[bip] Indexing big sequence databases

Sun Apr 11 03:23:22 PDT 2010

Hi Brent,

Interesting post.

On Sun, Apr 11, 2010 at 1:52 AM, Brent Pedersen <bpederse at gmail.com> wrote:
>
> i had a look at screed today, and a bit of the biopython stuff. i also
> wanted to index some sam files by read-id and cobbled together a
> generic indexing class that is format agnostic. i figured for a lot of
> bioinformatics stuff, we all have our own parsers, we just need an
> index to get us from an id to the place in the file where we can tell
> the parser to do it's thing.
> so with a parser interface like:
> FastQParser(filehandle)
> where the class takes a filehandle and reads a single fastq record.
> that can be used for indexing and accessing because just by parsing a
> record, the FastQParser will (read 4 lines and) advance the filehandle
> to the next record.

That is kind of what the Biopython index stuff does - but we cope
with pathalogical FASTQ files with line wrapping (they don't have
to be 4 lines per record).
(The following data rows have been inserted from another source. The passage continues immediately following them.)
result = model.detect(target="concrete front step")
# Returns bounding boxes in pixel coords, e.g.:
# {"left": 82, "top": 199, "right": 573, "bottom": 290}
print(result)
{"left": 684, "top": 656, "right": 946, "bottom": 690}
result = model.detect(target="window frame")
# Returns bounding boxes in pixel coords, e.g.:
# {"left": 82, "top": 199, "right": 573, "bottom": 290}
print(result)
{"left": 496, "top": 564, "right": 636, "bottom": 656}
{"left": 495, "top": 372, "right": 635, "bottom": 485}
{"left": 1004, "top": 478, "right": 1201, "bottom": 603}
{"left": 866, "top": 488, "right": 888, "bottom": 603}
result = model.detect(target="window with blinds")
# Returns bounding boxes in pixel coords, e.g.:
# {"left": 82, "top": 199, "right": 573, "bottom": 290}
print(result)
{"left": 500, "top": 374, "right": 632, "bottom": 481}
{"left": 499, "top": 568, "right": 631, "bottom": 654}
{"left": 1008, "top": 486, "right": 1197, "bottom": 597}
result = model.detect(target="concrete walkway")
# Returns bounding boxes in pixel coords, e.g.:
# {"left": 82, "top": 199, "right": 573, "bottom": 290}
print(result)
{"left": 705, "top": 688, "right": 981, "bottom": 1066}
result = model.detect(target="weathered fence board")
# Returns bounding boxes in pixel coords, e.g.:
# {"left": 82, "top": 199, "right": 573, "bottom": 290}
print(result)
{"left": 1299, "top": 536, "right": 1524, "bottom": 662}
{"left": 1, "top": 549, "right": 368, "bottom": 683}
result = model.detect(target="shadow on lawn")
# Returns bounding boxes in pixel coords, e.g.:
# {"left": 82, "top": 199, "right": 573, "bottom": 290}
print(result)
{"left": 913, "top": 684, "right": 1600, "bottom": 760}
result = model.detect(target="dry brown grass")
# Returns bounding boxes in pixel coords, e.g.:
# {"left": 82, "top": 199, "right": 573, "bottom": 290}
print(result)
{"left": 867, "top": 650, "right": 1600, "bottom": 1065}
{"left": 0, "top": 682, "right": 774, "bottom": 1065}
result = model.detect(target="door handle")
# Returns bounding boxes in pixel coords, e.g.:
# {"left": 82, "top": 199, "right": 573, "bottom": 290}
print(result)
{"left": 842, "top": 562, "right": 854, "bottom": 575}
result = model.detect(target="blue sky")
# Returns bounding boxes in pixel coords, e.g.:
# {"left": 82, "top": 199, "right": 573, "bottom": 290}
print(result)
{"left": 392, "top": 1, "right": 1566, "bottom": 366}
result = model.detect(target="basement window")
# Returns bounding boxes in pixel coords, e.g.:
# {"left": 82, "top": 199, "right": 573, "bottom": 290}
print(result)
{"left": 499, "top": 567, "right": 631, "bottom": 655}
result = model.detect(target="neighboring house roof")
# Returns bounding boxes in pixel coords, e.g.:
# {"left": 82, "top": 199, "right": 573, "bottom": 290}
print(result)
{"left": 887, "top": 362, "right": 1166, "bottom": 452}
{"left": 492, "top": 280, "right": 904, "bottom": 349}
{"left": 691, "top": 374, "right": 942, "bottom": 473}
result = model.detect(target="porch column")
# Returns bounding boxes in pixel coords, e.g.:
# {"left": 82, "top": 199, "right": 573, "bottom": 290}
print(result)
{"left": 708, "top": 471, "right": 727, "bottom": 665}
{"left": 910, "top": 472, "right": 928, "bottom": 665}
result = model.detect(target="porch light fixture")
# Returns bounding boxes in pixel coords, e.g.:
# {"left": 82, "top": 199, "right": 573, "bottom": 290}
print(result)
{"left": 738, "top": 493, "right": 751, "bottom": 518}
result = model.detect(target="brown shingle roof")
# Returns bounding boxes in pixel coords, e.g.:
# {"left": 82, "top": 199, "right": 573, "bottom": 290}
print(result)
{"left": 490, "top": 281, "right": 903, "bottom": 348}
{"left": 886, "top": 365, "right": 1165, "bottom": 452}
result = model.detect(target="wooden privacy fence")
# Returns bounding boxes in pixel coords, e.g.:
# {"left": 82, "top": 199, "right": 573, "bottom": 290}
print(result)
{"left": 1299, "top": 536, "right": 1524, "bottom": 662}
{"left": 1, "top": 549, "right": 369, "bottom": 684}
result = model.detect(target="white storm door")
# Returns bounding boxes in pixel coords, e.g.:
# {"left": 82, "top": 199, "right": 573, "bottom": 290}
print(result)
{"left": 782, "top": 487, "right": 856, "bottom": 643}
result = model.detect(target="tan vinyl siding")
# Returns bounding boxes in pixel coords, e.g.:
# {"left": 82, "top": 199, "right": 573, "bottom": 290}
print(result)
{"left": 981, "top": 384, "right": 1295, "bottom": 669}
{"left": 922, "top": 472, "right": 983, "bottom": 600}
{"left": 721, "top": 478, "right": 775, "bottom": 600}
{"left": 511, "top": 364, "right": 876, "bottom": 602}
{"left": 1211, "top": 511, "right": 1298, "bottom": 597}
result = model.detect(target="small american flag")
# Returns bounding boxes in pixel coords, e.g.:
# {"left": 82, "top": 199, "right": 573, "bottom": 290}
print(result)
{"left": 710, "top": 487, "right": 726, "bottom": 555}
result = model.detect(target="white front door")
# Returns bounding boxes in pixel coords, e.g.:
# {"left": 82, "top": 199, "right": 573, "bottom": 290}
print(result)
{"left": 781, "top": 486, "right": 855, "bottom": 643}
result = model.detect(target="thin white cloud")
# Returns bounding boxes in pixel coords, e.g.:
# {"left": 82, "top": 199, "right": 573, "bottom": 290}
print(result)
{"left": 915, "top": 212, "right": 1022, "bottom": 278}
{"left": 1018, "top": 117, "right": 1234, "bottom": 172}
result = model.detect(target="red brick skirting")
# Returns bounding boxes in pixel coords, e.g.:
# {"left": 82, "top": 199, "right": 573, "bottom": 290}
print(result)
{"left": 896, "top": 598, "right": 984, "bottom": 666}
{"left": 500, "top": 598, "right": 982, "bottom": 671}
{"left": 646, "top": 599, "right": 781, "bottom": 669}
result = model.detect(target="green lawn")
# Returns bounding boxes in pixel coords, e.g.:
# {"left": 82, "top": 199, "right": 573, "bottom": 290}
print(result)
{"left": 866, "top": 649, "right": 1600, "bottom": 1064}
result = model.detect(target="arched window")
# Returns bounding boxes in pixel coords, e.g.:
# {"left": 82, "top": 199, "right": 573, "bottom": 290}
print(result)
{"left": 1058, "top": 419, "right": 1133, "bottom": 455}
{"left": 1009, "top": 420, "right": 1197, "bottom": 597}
Insert grumble about poorly defined file
formats here.

> the same will work for sam files. so then the index just keeps feeding
> the filehandle back to the class (or function) and saving the id and
> the new file fseek position. i implemented this using a tokyo cabinet
> btree.
> anyway, i wrote this up in some detail (and hopefully clarity). i also
> am interested in feedback:
> http://hackmap.blogspot.com/2010/04/fileindex.html
>
> i did open a ticket about screed's benchmarking code. fwiw, i expected
> that using TC would be much faster but screed compares pretty well to
> the TC implementation.

Was it the new SQLite bases screed you benchmarked?

Did you benchmark my SQLite based index?

I haven't tried Tokyo cabinet btree yet - I should.

Peter